If the threat of injury is real, injunctive relief is appropriate. Treasure Val. Potato Bar. Ass'n v. Ore-Ida Foods, Inc., 497 F.2d 203, 218 (9th Cir. 1974). Where, as here, the Court has found that the illegal conduct probably will recur in the future if not enjoined, the remedy of injunction is available. See Walla Walla City v. Walla Walla Water Co., 172 U.S. 1, 12, 43 L. Ed. 341, 19 S. Ct. 77 (1898). Long v. United States I.R.S., 693 F.2d 907, 909 (9th Cir. 1982). Even if the defendants were to volunteer to cease their conduct which has resulted in a shortage of paper, the Court could [**9] issue an injunction. See Enrico's, Inc. v. Rice, 730 F.2d 1250, 1253 (9th Cir. 1984). The balancing of the equities of the parties in light of the effect on them of the granting or withholding of the injunction, calls for its granting in this case. See Weinberger v. Romero-Barcelo, 456 U.S. 305, 312, 72 L. Ed. 2d 91, 102 S. Ct. 1798 (1982).

This Order shall constitute the Court's findings of fact and conclusions of law.

IT IS, THEREFORE, HEREBY ORDERED that a permanent injunction shall issue against defendants to require them to provide paper for the inmates so as to permit the inmates constitutional access to the courts.

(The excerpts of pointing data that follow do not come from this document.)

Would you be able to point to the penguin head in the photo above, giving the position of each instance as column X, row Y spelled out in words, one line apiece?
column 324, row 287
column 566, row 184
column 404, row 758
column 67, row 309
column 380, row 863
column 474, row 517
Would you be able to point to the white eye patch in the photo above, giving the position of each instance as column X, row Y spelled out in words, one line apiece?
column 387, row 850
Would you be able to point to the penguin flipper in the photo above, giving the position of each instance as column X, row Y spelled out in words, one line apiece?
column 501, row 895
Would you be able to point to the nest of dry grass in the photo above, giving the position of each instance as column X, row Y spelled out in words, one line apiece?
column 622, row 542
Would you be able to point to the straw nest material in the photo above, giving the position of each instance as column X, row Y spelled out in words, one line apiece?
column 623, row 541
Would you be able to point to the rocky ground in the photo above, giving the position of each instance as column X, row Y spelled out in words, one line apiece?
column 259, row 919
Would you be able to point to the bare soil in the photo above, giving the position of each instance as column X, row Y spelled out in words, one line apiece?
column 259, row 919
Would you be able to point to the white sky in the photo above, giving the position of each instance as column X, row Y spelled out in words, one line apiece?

Plaintiff Robert Gordon Johnstone alleges that he was unlawfully disciplined on the charge of obtaining paper supplies for the law library. However, the preponderance of the evidence does not support the claim that such discipline was unlawful. While the record presents some evidence of possible retaliation by the prison officials as against inmate law clerks for helping [*625] other inmates with their court proceedings, the evidence which was adduced here is not sufficient to support the proposition that Mr. Johnstone was disciplined as a matter [**10] of retaliation or for a reason other than violation of the rules of the institution. Therefore no order will be entered at this time with respect to either the discipline of Mr. Johnstone relative to his obtaining paper supplies for the law library or to restrain retaliation against Mr. Johnstone or the other plaintiffs in this case. Nonetheless, the Court does not anticipate that the prison officials will retaliate against plaintiffs for bringing this action, or Mr. Johnstone for bringing this motion, as such would be highly improper and unlawful.